En esta nueva recomendación dada a conocer el lunes, destacó que ante la situación extraordinaria, y con el objetivo de que puedan continuar con su compromiso de apoyar la economía, conservar su capital y absorber posibles pérdidas que puedan generarse en algunos escenarios, las instituciones que así lo determinen y se encuentren en cumplimiento de la normativa aplicable, decreten el pago de dividendos por lo que respecta a los ejercicios fiscales de 2019 y 2020, pero sólo hasta por el 25% del monto (neto en su caso) de la suma de los resultados obtenidos en estos años.

No obstante, resaltó que ello será bajo las siguientes restricciones: los Ejercicios de Suficiencia de Capital (ESC) para los años 2021 y 2022, deberán mostrar que la institución no estará sujeta a plan de acción preventivo para mantener los niveles mínimos de capital regulatorio; y que las instituciones que no hayan previsto el pago de dividendos en los ESC para el año 2021, y que pretendan hacer alguna distribución durante el presente ejercicio, previamente deberán justificar el cambio de decisión, detallando el impacto en las proyecciones originalmente presentadas tanto del escenario supervisor base como del adverso.

También, que el Índice de Capitalización (ICAP), calculado inmediatamente después de decretarse los dividendos, no deberá ser inferior al 13%; además que deberán entregar un informe en el que se demuestre que las reservas para riesgo crediticio, incluyendo las adicionales, son suficientes para soportar las pérdidas esperadas para el año siguiente al decreto de dividendos; y que en el cálculo de los dividendos a distribuir con relación a las utilidades del año 2019, deberán restarse los dividendos efectivamente pagados durante el ejercicio 2020.

Tratándose de instituciones de importancia sistémica local, resaltó la CNBV, éstas deberán justificar previamente a la comisión que el nivel de dividendos que desean decretar, es coherente con una estrategia encaminada a cumplir con el índice de capitalización mínimo que se requerirá con la entrada en vigor de las reglas de TLAC (Total Loss-Absorbing Capacity).

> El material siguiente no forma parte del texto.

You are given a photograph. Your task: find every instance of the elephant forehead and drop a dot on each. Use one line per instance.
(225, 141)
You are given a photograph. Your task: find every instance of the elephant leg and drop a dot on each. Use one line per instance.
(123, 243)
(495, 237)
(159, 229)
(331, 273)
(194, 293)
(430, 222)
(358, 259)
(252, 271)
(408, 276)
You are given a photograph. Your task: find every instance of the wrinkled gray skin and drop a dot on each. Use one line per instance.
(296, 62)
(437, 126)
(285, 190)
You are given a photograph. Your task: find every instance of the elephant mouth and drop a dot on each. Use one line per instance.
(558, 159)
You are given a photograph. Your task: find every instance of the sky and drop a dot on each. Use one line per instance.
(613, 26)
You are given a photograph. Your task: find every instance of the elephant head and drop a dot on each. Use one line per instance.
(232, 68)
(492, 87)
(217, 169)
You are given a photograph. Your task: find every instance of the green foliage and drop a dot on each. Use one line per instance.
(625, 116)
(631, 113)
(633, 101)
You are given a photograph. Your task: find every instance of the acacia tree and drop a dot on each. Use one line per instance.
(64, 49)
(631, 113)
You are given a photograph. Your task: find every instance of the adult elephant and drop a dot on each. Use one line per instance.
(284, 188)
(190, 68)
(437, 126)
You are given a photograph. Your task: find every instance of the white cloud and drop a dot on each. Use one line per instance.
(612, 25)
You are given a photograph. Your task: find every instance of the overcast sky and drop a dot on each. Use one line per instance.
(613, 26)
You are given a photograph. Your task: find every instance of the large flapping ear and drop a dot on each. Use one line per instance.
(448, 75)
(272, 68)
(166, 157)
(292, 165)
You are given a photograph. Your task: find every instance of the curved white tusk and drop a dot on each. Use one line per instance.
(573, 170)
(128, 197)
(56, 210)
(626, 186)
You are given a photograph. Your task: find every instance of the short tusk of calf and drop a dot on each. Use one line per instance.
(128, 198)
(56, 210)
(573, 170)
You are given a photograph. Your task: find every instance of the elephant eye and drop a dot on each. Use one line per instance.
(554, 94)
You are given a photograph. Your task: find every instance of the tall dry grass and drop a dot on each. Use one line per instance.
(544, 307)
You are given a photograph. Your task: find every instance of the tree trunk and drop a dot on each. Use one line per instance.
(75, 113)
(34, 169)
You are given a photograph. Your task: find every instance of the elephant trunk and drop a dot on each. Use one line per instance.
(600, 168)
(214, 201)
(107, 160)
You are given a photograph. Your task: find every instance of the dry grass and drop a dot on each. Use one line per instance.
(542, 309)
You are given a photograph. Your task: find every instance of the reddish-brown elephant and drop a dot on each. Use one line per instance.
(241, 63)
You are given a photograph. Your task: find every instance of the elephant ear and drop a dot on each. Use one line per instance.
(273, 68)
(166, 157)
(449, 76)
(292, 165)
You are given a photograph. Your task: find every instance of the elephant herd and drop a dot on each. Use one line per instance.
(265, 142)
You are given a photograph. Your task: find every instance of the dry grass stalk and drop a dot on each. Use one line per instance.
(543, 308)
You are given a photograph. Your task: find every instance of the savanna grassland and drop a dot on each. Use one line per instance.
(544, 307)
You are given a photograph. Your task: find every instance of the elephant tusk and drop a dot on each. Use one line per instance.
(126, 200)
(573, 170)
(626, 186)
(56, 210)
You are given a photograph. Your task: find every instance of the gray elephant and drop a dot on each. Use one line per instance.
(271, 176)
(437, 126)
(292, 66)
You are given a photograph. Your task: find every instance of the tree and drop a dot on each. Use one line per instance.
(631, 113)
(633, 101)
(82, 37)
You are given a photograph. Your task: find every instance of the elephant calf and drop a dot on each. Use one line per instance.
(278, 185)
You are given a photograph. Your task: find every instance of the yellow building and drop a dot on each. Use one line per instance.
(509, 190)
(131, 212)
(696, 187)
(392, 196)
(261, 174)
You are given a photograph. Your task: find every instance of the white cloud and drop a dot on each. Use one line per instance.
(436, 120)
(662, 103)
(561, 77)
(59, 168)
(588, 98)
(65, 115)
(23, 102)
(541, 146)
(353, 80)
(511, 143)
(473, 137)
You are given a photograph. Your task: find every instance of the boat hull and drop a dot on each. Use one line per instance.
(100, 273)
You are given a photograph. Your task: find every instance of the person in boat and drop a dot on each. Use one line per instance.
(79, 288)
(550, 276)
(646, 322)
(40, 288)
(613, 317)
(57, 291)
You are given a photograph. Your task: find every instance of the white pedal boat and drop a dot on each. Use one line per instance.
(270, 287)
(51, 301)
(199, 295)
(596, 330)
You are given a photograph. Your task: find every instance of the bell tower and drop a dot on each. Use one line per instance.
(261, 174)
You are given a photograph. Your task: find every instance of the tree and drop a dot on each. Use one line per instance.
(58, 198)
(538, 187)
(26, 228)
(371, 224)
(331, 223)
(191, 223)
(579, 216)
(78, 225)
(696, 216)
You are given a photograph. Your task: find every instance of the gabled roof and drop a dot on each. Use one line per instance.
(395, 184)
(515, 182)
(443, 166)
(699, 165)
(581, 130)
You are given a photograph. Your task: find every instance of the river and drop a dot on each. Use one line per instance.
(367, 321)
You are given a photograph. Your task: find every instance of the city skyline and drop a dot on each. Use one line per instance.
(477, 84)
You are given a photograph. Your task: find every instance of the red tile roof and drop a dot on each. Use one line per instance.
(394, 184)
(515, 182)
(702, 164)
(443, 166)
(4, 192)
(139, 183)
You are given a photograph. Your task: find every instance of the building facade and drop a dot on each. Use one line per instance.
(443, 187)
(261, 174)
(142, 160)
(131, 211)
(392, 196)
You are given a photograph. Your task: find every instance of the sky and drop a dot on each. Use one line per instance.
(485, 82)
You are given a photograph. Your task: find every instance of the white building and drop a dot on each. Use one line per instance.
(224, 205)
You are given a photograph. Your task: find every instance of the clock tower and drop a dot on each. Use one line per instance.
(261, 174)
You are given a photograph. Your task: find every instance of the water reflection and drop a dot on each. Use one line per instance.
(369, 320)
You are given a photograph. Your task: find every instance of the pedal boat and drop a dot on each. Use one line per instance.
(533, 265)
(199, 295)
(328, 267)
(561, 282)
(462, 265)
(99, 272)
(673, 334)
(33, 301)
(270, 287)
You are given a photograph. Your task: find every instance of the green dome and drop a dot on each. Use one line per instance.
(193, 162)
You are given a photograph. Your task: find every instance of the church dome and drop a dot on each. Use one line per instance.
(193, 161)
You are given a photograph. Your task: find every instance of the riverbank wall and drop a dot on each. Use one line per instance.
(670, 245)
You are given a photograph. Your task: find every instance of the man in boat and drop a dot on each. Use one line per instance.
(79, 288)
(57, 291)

La CNBV puntualizó que estos lineamientos serán aplicables tanto al pago de dividendos, como para cualquier mecanismo o acto que implique una transferencia de beneficios patrimoniales a los accionistas; o bien, asumir el compromiso irrevocable de pagarlos por lo que respecta a los ejercicios fiscales de 2019 y 2020, incluyendo la distribución de reservas.

"Los lineamientos serán aplicables para el caso de recompras de acciones o cualquier otro mecanismo tendiente a recompensar a los accionistas”, enfatizó.

Las que no atiendan recomendación, deberán explicar motivos

El órgano regulador agregó que cualquier institución de crédito o grupo financiero que pretenda no seguir esta recomendación, deberá dar aviso por escrito dentro de los siguientes siete días hábiles a la fecha de emisión de la recomendación, suscrito por su director general, explicando las razones por las cuales determina no cumplirla, lo que además deberá hacerse del conocimiento público.

Sistema en su conjunto tiene fortaleza

La CNBV expuso que la emisión de esta recomendación reconoce que el dividendo es derecho económico de los accionistas, pero sin dejar de tomar en consideración que las instituciones no deben afectar su capacidad de absorber las potenciales pérdidas que pudieran presentarse como resultado en algunos escenarios de la pandemia y que, asimismo, requieren contar con recursos económicos suficientes para apoyar el financiamiento a la economía.

“Si bien persisten elementos de incertidumbre asociados con la duración del impacto de la pandemia, y se requiere capital para seguir apoyando el crecimiento vía el otorgamiento del crédito, también se considera que el sistema bancario mexicano en su conjunto tiene la fortaleza y capacidad para hacer frente a los retos que aún se tienen con motivo de la pandemia”, señaló.

Precisó que aunque el capital disminuye como consecuencia de la distribución de dividendos, este hecho no afecta la solvencia de una entidad cuando se han acumulado suficientes recursos propios en ejercicios anteriores, y mencionó que el Banco Central Europeo y los bancos centrales y autoridades de supervisión bancaria de diversos países, han flexibilizado las restricciones inicialmente establecidas en materia de pago de dividendos.